Now a new essay just published in the Annals of Alternative Media History by Buster Hinds, a young assistant professor at the University of California Cooperative Extension, Mendocino County, has put forward a sharply defined historical thesis: Americans have really always sided with the Romans against the hard-to-capture Gallic warriors.

In the Cold War environment that produced Asterix and Obelix, American audiences clearly preferred for the Roman legions to subdue that one last French village holding out against the Empire. Rather than identifying with the plucky Frenchmen who repeatedly foiled the Roman attempts at conquering the last independent village in what was then called Gaul, Americans could not help but side with Caesar in his unrelenting determination to mop-up France.

Who could not see the analogy between the Viet Cong and Asterix, the fiery little warrior who ran circles around the better trained and better armed Romans.

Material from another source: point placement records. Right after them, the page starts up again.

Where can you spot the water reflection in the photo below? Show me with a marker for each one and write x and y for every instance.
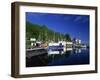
(69, 57)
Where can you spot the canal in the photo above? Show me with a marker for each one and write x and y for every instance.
(76, 56)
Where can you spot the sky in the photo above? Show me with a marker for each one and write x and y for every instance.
(77, 26)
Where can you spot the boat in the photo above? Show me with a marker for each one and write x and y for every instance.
(56, 48)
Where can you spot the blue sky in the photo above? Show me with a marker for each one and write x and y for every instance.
(77, 26)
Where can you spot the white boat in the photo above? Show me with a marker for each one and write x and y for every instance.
(56, 48)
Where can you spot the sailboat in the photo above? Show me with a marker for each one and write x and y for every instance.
(56, 47)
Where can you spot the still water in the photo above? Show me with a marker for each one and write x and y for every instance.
(76, 56)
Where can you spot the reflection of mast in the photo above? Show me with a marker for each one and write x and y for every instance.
(39, 37)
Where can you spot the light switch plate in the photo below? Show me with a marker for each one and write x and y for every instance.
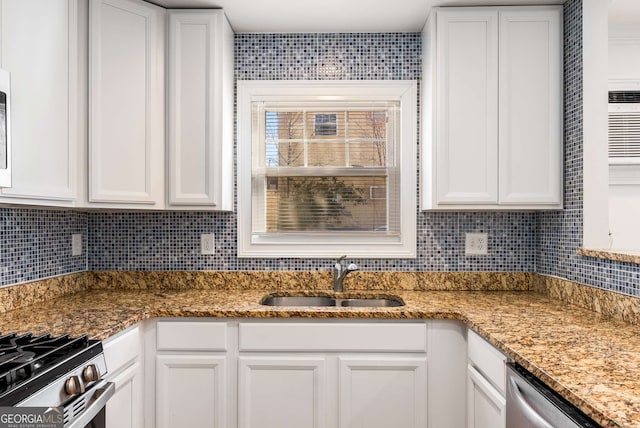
(476, 244)
(76, 244)
(207, 244)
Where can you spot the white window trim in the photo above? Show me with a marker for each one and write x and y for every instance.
(404, 91)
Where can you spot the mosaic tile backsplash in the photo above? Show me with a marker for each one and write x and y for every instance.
(36, 243)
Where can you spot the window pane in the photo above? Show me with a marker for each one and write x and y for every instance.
(295, 193)
(325, 124)
(320, 204)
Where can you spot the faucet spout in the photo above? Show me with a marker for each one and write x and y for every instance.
(340, 271)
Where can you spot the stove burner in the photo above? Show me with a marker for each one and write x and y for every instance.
(26, 361)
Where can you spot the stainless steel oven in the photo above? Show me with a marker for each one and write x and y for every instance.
(62, 373)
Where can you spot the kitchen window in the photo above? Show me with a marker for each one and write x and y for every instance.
(326, 168)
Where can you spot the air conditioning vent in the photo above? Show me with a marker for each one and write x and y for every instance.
(624, 127)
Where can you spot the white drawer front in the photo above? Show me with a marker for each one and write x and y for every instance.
(370, 337)
(487, 360)
(191, 336)
(122, 349)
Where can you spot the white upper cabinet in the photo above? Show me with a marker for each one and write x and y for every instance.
(39, 48)
(530, 131)
(126, 103)
(492, 124)
(467, 106)
(200, 141)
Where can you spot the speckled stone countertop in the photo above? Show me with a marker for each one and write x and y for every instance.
(592, 360)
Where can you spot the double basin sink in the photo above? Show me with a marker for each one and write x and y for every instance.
(329, 301)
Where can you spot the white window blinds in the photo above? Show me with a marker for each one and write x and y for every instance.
(325, 167)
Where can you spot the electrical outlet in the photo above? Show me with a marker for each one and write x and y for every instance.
(476, 244)
(76, 244)
(207, 244)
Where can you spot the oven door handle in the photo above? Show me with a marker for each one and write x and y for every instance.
(101, 394)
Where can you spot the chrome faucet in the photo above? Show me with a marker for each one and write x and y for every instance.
(340, 271)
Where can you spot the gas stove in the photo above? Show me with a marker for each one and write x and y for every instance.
(54, 372)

Who did not detect the resemblance between Getafix, the village druid, and Ho Chi Min?

Was it not more than a coincidence that the first Asterix and Obelix film was released in 1967, just as the Vietnam offensive was building up to its greatest strength?

Was it no coincidence that the first comic book was released in 1959 the year Charles de Gaulle became President of France?

Yes, the American viewer, even those of the tenderest age, and certainly those discerning parents ever on the look-out for subversive political messages, recognized implicitly that Asterix and Obelix was more than a celebration of Gallic pride, it was a covert jab at Roman, i.e. American hegemony.